L’uva da tavola italiana è in piena crisi: a denunciarlo è Confagricoltura che fa il punto della situazione e sottolinea: "Settembre è il mese dell’uva e l’Italia, con quasi 70.000 ettari e una produzione di 14 milioni di quintali annui, per un valore dell’export che supera i 550 milioni di euro, è leader in Europa e fra i principali produttori del mondo".
"Quest’anno il prodotto ha tutte le carte in regola per fare bene, grazie anche alle invidiabili caratteristiche qualitative, ma il mercato è fermo anche per la sempre più forte concorrenza dei Paesi del Nord Africa e della Spagna". "Come per gran parte dell’ortofrutta, anche per l’uva il problema è’ la questione del prezzo pagato agli agricoltori: 45 centesimi al chilo, che diventano oltre 2 euro per il consumatore – rileva Confagricoltura -. Un prezzo che non ripaga assolutamente i forti investimenti sostenuti dai viticoltori che, negli ultimi anni, hanno puntato molto sull’innovazione: evoluzione varietale, progresso delle tecniche colturali, irrigazione sempre più moderna, modalità colturali per anticipare o ritardare la maturazione del frutto, coltivazioni biologiche e idroponiche (senza terra)".
La Puglia produce più della metà dell’uva da tavola italiana, seguita da Sicilia, Basilicata e Sardegna.
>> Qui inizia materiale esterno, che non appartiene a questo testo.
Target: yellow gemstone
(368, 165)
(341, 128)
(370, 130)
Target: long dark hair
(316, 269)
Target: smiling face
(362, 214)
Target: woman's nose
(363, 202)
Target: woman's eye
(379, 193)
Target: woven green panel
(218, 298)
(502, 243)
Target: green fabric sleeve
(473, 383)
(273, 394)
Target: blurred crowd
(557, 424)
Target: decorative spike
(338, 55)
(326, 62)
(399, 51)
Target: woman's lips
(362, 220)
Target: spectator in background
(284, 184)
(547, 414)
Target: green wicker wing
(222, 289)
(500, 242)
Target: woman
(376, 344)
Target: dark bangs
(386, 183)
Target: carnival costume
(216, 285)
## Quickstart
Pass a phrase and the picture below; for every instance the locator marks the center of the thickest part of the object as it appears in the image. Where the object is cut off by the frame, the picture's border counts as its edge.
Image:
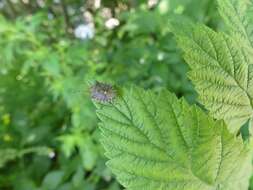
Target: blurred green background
(50, 50)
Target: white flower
(152, 3)
(51, 154)
(112, 23)
(84, 31)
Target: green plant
(156, 141)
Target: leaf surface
(158, 142)
(222, 75)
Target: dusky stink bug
(102, 92)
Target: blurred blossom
(51, 154)
(84, 31)
(142, 61)
(160, 56)
(97, 4)
(152, 3)
(41, 3)
(88, 17)
(112, 23)
(106, 13)
(50, 16)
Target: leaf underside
(157, 142)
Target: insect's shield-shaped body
(102, 92)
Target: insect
(102, 92)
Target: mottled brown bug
(102, 92)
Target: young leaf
(221, 73)
(157, 142)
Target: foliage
(159, 142)
(221, 69)
(48, 127)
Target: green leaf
(157, 142)
(221, 73)
(238, 16)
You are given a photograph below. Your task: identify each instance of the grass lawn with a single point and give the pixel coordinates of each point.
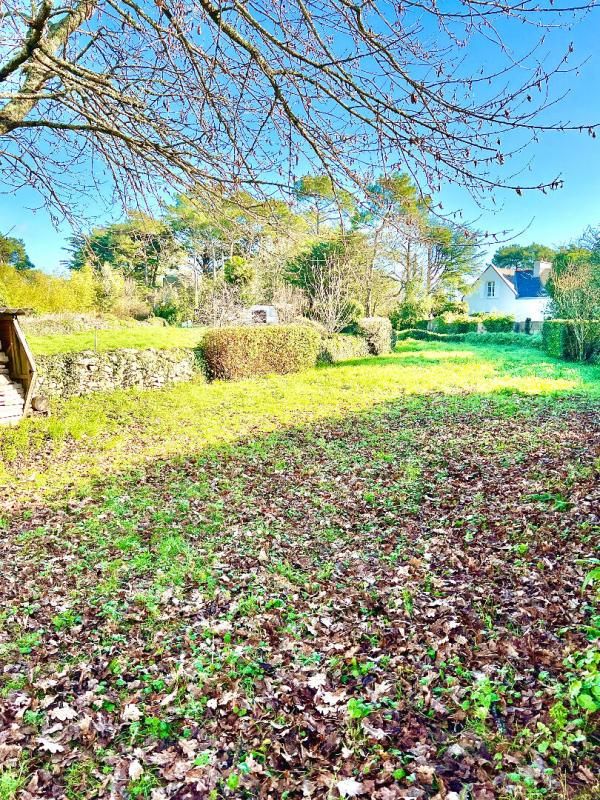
(136, 338)
(363, 580)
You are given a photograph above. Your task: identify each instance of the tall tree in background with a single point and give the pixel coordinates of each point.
(516, 256)
(13, 253)
(324, 202)
(143, 247)
(206, 91)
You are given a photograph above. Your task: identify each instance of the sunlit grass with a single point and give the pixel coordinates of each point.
(91, 437)
(136, 338)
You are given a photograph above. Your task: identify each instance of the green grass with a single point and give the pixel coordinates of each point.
(90, 436)
(346, 560)
(136, 338)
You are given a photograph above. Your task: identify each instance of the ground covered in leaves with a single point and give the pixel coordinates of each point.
(391, 605)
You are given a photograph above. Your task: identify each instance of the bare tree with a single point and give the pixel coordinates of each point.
(137, 93)
(331, 302)
(576, 297)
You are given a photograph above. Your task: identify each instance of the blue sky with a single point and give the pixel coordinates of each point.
(551, 219)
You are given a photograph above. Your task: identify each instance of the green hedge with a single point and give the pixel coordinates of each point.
(559, 339)
(497, 323)
(428, 336)
(341, 347)
(246, 351)
(378, 333)
(454, 324)
(509, 339)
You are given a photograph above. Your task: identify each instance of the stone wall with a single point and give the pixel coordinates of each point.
(72, 374)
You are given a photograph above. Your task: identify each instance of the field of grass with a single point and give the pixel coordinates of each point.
(89, 437)
(137, 338)
(363, 580)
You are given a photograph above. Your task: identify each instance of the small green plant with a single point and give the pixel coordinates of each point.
(359, 709)
(143, 786)
(65, 620)
(11, 782)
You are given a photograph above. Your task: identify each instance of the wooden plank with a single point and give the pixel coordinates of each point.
(30, 378)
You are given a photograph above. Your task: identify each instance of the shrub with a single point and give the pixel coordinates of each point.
(429, 336)
(311, 323)
(571, 339)
(378, 333)
(498, 323)
(512, 339)
(341, 347)
(47, 293)
(238, 271)
(452, 323)
(246, 351)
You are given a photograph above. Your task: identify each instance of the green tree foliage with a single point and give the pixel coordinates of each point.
(13, 253)
(143, 247)
(329, 272)
(325, 204)
(238, 271)
(516, 256)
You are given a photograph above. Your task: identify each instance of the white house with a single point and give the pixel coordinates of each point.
(521, 293)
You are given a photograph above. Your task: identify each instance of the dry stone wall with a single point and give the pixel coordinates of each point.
(73, 374)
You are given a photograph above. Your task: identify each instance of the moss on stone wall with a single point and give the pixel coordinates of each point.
(73, 374)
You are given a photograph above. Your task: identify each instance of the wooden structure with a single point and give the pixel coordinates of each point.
(17, 368)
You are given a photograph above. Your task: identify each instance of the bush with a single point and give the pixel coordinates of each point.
(378, 333)
(572, 340)
(47, 293)
(429, 336)
(452, 323)
(510, 339)
(341, 347)
(247, 351)
(497, 323)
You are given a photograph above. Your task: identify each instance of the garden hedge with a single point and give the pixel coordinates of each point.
(341, 347)
(511, 339)
(247, 351)
(454, 324)
(558, 339)
(497, 323)
(378, 333)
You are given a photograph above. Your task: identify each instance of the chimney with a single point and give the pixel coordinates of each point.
(542, 270)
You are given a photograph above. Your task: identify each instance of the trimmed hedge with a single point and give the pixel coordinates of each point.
(428, 336)
(378, 333)
(559, 340)
(454, 324)
(341, 347)
(509, 339)
(247, 351)
(497, 323)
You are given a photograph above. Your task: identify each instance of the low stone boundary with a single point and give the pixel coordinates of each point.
(74, 374)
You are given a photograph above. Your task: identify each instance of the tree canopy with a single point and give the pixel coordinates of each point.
(139, 94)
(516, 256)
(13, 253)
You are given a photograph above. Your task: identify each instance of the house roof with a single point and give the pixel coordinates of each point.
(522, 282)
(528, 285)
(506, 277)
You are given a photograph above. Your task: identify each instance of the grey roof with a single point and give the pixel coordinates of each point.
(528, 285)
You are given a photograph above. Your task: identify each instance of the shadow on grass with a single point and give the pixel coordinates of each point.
(418, 412)
(99, 435)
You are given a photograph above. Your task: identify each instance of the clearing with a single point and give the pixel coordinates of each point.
(363, 580)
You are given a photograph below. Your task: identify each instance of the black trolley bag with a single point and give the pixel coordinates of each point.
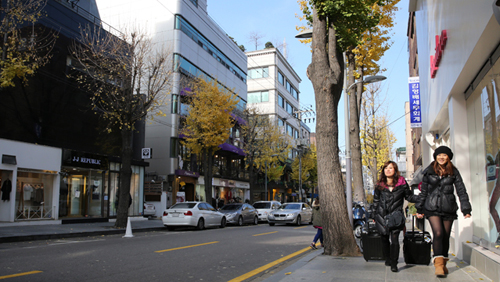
(371, 243)
(417, 246)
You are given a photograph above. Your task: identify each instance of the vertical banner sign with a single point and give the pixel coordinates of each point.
(415, 113)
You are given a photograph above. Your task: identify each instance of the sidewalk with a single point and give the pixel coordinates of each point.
(55, 230)
(312, 267)
(316, 267)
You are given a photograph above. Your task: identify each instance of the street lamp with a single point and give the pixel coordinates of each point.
(348, 176)
(370, 79)
(265, 180)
Le principali varietà coltivate sono, per le bianche: Italia, Vittoria e Regina; per le rosse Moscato d’Amburgo, Red Globe e Rosada. Si stanno, inoltre, affermando sempre più le uve apirene (senza semi) per venire incontro alla sempre maggiore richiesta dei consumatori, perché più adatte ai bambini, e che sono le sole a tenere i prezzi: "L’impegno dei nostri produttori per fornire un prodotto di qualità sempre elevata non è più sufficiente – conclude Confagricoltura -. Deve ripartire subito il confronto tra gli operatori del comparto, con l’obiettivo di riequilibrare la filiera, dando maggiore potere contrattuale ai produttori, con una giusta ripartizione della catena del valore".